Face recognition and comparison for onboarding
Published on: 2024-08-10 18:48:28
Face recognition has changed fast in recent years. Deep learning drove that shift. It made remote identity verification practical. Face comparison against identity documents, which used to be manual, is now moving online.
Humans are good at recognizing and comparing faces because the brain has areas built for that task. Beyond face recognition, the brain also uses other signals to identify people. These include clothes, gender, location, context, and how someone walks or moves.
Getting artificial intelligence to reach similar results in full-person recognition would require multiple methods, so here we focus on the narrower problem of face recognition. Running face recognition online requires a process for validating inputs, running models, and making decisions from the data collected.
Photos used for decision making in face recognition usually fall into these types:
- Simple user-uploaded photo,
- Selfie taken during the recognition process,
- Photo captured during the liveness detection process.
The person's photo is then matched against another source. That source may be a government service such as NCIIC in China or Dukcapil in Indonesia, or a photo from an identity document such as an ID card, driving license, or passport.
Data input validation
Main methods for validating the authenticity of digital photos are:
Only two of these can usually be automated well without creating too many false positives. Error level analysis is limited because someone often still needs to inspect the result. It works more as a visual tool. It also misses some manipulations that are simple but effective. For example, a screenshot of a manipulated photo will often not be flagged by ELA.
Metadata analysis provides useful information, including the camera used, timestamps, the location of objects in the photo, and sometimes even geolocation. That helps when you need to confirm the photo was taken in the right place, such as a point of sale, was taken recently, or was not edited in Photoshop or other software. If metadata is stripped, treat that as a warning sign. If metadata is missing from every photo, check with your developers how the photos are captured, processed, and stored.

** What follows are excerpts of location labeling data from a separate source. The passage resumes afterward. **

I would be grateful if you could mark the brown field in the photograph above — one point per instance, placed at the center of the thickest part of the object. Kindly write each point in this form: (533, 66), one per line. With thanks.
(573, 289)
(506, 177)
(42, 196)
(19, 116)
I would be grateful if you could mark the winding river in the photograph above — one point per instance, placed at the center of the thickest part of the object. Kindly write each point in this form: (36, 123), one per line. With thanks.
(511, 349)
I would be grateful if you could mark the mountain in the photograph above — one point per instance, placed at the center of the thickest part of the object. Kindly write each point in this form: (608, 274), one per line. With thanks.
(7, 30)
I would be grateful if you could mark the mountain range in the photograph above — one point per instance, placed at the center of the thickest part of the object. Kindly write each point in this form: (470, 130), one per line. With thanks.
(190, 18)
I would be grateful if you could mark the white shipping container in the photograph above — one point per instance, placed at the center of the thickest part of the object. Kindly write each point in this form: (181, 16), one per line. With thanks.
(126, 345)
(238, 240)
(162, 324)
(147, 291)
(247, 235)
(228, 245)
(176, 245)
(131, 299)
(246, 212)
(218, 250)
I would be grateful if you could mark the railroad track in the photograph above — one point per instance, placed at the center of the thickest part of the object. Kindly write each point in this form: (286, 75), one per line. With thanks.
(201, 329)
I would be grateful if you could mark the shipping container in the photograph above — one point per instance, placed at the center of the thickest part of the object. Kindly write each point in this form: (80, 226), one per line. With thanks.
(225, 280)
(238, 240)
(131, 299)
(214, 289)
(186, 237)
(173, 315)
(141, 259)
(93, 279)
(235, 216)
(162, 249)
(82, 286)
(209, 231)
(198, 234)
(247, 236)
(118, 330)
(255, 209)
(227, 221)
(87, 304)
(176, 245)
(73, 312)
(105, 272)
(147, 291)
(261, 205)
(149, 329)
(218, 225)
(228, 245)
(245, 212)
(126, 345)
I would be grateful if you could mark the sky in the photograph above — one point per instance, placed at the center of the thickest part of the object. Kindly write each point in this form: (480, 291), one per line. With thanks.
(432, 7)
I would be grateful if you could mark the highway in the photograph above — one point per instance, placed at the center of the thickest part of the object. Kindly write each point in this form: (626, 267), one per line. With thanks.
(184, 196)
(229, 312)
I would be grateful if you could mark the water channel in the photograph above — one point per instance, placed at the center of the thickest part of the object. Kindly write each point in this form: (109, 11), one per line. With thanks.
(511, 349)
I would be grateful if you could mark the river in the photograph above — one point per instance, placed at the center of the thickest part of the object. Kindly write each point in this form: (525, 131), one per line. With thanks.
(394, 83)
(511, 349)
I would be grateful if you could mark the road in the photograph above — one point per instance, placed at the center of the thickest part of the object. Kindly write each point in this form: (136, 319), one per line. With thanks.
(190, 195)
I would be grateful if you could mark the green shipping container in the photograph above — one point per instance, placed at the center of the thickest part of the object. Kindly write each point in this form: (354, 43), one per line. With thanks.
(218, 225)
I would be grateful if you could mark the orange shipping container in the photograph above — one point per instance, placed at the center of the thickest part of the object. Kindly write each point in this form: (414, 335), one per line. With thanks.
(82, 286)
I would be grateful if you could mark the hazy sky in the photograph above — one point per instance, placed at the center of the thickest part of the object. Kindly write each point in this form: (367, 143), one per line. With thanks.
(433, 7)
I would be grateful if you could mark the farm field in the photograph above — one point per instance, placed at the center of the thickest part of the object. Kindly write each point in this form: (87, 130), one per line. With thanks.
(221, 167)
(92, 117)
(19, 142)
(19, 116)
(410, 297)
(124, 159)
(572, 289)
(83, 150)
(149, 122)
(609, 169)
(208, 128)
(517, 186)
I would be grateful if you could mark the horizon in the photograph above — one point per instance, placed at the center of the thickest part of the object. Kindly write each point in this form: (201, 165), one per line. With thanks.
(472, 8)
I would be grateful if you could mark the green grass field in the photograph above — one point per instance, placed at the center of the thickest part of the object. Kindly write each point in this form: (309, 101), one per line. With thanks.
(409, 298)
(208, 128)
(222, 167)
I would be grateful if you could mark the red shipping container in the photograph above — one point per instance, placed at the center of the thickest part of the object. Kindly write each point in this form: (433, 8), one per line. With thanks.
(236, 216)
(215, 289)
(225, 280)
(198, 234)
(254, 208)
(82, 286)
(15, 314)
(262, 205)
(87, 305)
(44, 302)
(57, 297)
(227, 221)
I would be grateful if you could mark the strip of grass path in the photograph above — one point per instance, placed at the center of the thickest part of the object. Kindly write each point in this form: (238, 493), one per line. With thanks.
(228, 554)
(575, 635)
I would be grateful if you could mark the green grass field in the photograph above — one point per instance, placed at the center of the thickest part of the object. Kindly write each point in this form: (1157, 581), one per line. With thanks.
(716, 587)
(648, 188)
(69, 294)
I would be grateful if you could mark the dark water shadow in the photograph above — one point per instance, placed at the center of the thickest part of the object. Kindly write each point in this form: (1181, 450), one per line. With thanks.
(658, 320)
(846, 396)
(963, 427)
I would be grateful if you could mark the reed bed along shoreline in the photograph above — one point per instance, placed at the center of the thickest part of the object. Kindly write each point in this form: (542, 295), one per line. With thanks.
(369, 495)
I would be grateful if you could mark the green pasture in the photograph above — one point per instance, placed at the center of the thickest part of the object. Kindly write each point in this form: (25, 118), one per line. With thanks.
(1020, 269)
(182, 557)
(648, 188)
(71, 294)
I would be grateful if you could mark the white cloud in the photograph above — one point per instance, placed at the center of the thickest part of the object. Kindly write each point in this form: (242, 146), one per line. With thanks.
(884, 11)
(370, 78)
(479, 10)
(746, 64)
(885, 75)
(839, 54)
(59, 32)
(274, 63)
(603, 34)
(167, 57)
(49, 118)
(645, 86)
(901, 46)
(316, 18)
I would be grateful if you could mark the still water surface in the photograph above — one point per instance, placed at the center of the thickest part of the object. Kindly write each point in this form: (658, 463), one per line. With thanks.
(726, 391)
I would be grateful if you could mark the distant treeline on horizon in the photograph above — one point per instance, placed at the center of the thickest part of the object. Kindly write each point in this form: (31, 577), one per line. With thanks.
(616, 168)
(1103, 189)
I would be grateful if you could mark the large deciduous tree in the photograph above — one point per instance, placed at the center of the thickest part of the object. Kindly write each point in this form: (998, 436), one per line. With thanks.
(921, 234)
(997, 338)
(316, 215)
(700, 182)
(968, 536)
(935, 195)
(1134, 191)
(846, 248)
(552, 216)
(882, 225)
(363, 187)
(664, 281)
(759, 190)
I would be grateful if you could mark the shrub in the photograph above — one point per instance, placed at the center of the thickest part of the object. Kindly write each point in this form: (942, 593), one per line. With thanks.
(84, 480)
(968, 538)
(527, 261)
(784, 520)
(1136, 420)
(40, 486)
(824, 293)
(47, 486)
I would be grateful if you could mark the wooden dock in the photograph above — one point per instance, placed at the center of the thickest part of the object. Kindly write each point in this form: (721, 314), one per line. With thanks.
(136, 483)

Last saved quality is tied to compression, because stored or edited photos are often compressed and no longer kept at the original quality produced by the device.
Many fake-photo risks can be reduced by using liveness detection in the process. That usually means a mobile app runs liveness detection algorithms and captures a photo during the flow, which is then sent for recognition. At that point, the likely attack vector is the API that uploads photo to the server. To reduce that risk, use more than standard hashing and encryption. Additional hardening methods can make API endpoints harder to abuse with fake data.
Running comparison
Once the incoming data is trustworthy, the next step is comparison. Government services often perform well. As for building your own model, that now makes little sense in most cases because deep learning models need large amounts of training data, and third-party services are already advanced and relatively cheap.

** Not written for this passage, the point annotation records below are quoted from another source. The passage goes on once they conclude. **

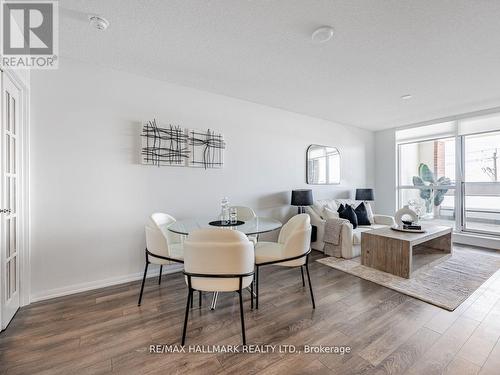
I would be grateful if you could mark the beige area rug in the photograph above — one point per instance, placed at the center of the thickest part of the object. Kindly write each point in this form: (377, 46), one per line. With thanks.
(445, 285)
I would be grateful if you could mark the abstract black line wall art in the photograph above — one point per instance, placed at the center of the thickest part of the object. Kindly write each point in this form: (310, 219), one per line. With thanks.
(164, 146)
(206, 148)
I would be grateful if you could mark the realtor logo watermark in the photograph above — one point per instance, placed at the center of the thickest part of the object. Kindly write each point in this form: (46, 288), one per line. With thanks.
(30, 35)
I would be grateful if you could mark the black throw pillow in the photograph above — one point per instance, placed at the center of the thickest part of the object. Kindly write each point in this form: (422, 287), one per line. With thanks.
(362, 214)
(350, 215)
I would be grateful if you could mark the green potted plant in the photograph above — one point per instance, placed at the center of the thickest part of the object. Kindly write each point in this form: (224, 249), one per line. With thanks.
(430, 191)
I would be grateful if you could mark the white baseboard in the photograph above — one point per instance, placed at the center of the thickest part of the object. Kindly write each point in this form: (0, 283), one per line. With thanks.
(84, 287)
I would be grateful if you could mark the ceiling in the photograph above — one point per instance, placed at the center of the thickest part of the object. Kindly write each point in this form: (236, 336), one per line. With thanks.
(445, 53)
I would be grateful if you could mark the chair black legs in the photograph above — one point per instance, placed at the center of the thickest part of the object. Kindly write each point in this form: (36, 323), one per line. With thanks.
(242, 318)
(310, 286)
(303, 283)
(159, 277)
(189, 302)
(143, 281)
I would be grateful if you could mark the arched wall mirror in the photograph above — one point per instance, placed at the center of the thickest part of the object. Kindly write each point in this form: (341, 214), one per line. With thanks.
(323, 165)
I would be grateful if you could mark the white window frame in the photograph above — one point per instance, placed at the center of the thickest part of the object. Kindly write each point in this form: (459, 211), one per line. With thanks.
(458, 186)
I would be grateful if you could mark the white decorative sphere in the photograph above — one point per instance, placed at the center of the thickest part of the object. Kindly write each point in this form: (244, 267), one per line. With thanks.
(405, 211)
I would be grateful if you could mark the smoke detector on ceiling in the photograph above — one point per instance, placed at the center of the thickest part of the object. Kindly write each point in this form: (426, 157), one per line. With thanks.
(322, 34)
(100, 23)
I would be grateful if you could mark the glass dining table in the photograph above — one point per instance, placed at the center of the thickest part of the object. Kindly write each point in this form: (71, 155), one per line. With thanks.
(255, 226)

You can select a service on several dimensions: price, speed, and comparison quality. It is also worth checking performance across the racial profile of the people being compared. For example, Microsoft services often perform well on caucasian faces, but can perform poorly on Asian faces. For Asian faces, I have seen strong results from Face++. On caucasian faces, those same services can sometimes miss finer facial detail.

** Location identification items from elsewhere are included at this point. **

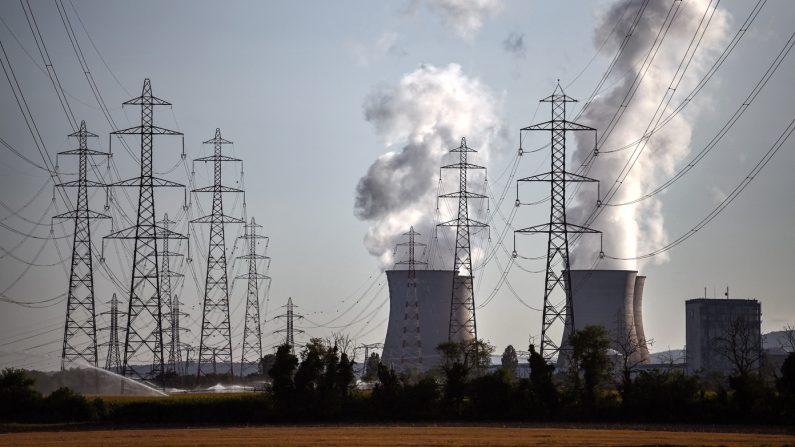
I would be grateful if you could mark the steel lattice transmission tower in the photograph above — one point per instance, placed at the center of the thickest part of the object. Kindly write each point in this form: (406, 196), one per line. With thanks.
(113, 360)
(558, 229)
(170, 302)
(215, 344)
(411, 343)
(143, 340)
(290, 330)
(463, 325)
(252, 329)
(81, 322)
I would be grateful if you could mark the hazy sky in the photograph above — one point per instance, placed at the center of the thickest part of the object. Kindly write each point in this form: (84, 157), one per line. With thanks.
(313, 93)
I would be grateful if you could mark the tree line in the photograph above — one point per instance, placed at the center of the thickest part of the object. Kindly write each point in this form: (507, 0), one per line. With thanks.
(319, 384)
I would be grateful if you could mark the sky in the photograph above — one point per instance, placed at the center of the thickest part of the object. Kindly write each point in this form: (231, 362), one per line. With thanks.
(342, 113)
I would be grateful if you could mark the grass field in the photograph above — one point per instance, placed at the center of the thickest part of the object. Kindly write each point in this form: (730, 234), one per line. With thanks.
(389, 436)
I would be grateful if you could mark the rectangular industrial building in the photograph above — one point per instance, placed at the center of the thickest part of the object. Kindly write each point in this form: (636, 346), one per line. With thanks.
(709, 325)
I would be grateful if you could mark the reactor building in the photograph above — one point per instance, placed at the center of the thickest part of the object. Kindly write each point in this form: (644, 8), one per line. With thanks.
(708, 327)
(612, 299)
(434, 295)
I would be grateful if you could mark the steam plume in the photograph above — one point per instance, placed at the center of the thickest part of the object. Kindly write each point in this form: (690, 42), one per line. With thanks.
(635, 229)
(427, 112)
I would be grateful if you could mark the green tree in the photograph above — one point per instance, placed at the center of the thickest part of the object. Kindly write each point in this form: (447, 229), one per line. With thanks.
(345, 377)
(509, 360)
(282, 372)
(311, 368)
(18, 400)
(371, 367)
(459, 360)
(589, 360)
(388, 390)
(541, 379)
(265, 363)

In most cases, I recommend using two services for face recognition. One handles analysis, and one handles comparison. Some teams run comparison only and skip analysis. That is a mistake. Analysis helps check what is being compared. Sometimes algorithms are clearly wrong, such as classifying someone as male when the image obviously shows a female.
Final decisioning
A practical process for face recognition decision making looks like this:
- Data validation - incoming data can be trusted
- Outlier or strange-result check - use analysis results for trouble detection
- Final decision - compare confidence results
Incoming data detection rules recommendation is as follow:
- No Photoshop or other software
- Camera maker matches phone make, based on other metadata such as browser metadata
- Geolocation is not off
- Photo is not too old
- Image metadata is present
Photo analysis
- Gender match
- Only one person detected in the photo
Comparison
- The comparison result is high, for example 99%
- Confidence threshold based on the vendor recommendation. Usually:
- 80%+ high confidence that it is the same person
- 60-80% some certainty
- <60% not the same person
Final words…
The goal of this post is to explain the face recognition process in broad terms. It does not cover everything. At most, it should be the start of a policy or strategy for decision making in identity verification, not the end. Human identification is a multi-part problem. If you focus only on calling cognitive services and setting a cutoff, you can end up with poor decision making because you assumed the input data was better than it really was.